One of the many things you learn playing baseball – perhaps playing any sport – is to accept what is out of your control. Sometimes the ball has eyes and finds the gap. Sometimes you hit into a double play with the bases loaded.
I went 0-fo-5 yesterday after a good game at the plate on Opening Day. But believe me when I tell you there was no difference – meaning that I wasn’t “on” one day and “off” the next. I felt good last night. I hit the ball well. Some days it goes right at people. Some days it gets through.
That’s baseball. A few inches one way or the other, and it’s a different game. Randy Johnson’s pitch to Gallardo last night, for example. We wanted a fastball higher than the letters on his chest so he would chase it for the third strike. The ball wasn’t as high as it needed to be. That kid is a good hitter, too, don’t forget. But if the pitch is just a little bit higher, we get him.
This game so often comes down to the slightest of margins, the tiniest bits of bad luck.
To tell you the truth, I never thought we were out of it last night. I always expected we’d come back. But we’re going to have many more chances, so you can’t dwell on what didn’t work for us last night. You have to just get ready for today’s game.
As for Tim on Opening Day, I was thinking he might have a tough day even when we were warming up in the bullpen. When he walked the first batter and hit the third, I went out to talk to him. I’m not going to tell him anything about mechanics, of course.

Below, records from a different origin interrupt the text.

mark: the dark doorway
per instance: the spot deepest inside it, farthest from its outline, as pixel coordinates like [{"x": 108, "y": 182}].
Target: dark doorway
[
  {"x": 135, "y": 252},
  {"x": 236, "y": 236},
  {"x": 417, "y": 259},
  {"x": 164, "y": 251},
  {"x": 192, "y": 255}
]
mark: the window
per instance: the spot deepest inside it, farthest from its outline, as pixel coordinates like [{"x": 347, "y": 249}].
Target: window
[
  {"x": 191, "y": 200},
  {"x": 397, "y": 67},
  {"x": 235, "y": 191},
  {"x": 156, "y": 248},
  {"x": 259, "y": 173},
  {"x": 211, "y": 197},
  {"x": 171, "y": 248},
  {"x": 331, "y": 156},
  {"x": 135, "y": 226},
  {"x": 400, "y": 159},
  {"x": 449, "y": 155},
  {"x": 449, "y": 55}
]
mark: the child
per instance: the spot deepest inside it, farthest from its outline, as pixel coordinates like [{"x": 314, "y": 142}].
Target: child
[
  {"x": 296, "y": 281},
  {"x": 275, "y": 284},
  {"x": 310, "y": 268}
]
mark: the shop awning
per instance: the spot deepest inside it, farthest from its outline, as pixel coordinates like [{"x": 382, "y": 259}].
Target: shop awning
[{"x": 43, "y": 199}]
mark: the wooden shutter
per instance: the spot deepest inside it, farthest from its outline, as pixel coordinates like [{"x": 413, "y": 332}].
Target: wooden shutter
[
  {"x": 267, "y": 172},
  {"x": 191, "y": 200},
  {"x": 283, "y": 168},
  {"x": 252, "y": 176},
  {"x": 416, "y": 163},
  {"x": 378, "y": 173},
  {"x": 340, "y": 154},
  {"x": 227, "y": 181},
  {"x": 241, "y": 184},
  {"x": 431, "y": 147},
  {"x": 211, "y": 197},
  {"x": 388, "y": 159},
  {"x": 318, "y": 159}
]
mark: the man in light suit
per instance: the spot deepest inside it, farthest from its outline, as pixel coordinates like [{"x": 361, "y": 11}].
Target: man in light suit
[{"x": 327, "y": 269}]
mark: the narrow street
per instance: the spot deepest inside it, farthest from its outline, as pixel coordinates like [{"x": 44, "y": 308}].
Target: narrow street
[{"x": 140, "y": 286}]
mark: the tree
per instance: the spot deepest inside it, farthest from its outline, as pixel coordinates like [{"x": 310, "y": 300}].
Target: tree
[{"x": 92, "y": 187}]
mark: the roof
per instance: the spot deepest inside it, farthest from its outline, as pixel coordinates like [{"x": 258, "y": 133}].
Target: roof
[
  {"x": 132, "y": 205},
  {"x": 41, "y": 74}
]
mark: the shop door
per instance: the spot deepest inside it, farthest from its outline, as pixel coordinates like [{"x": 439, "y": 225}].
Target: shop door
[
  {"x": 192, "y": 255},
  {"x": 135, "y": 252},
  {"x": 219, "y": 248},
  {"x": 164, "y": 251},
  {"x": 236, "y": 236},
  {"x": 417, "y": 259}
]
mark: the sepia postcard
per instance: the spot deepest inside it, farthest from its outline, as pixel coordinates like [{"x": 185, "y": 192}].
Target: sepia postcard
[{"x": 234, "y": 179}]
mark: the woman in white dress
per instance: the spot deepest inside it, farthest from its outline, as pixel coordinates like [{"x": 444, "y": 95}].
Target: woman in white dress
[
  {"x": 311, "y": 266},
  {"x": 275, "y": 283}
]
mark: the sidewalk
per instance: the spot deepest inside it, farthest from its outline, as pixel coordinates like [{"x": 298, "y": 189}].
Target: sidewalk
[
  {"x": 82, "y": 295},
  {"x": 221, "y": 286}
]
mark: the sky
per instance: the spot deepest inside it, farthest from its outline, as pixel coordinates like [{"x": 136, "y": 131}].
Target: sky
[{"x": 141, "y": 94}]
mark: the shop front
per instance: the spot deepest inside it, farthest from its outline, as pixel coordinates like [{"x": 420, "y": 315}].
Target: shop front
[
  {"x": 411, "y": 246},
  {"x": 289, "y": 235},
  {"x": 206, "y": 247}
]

“Keep battling,” I said. “Keep grinding it out. You’re going to get out of it.”
He didn’t have command of his fastball or his curveball. Usually if one isn’t working, he has the other. But people have to remember this kid is a human being. He’s not a machine. I admired how he kept fighting out there. That’s one of the beautiful things about baseball. The days when you really aren’t at the top of your game are the days when you test yourself the most. Those are the days you earn your money.
And afterward I told Tim that sometimes you need to struggle to come back stronger. You have to keep it all in perspective, too, which is tougher when you’re young. There are way more important things to worry about than giving up some walks or going 0-for-5.
Today was the worst kind of reminder of that. I keep thinking about Nick Adenhart, the young Angels pitcher killed by a drunk driver last night. It’s the kind of news that gives you the chills. Makes you shake. We’re playing a game, but once those lights go out in the ballpark, it’s real life out there. I keep thinking how you can be doing everything 100 percent right, but some other guy right next to you isn’t doing the right thing and you pay the price.
I keep thinking that if Adenhart’s car had entered the intersection two seconds earlier or two seconds later, maybe he goes home thinking about his next start.
The slightest of margins, the tiniest bits of bad luck.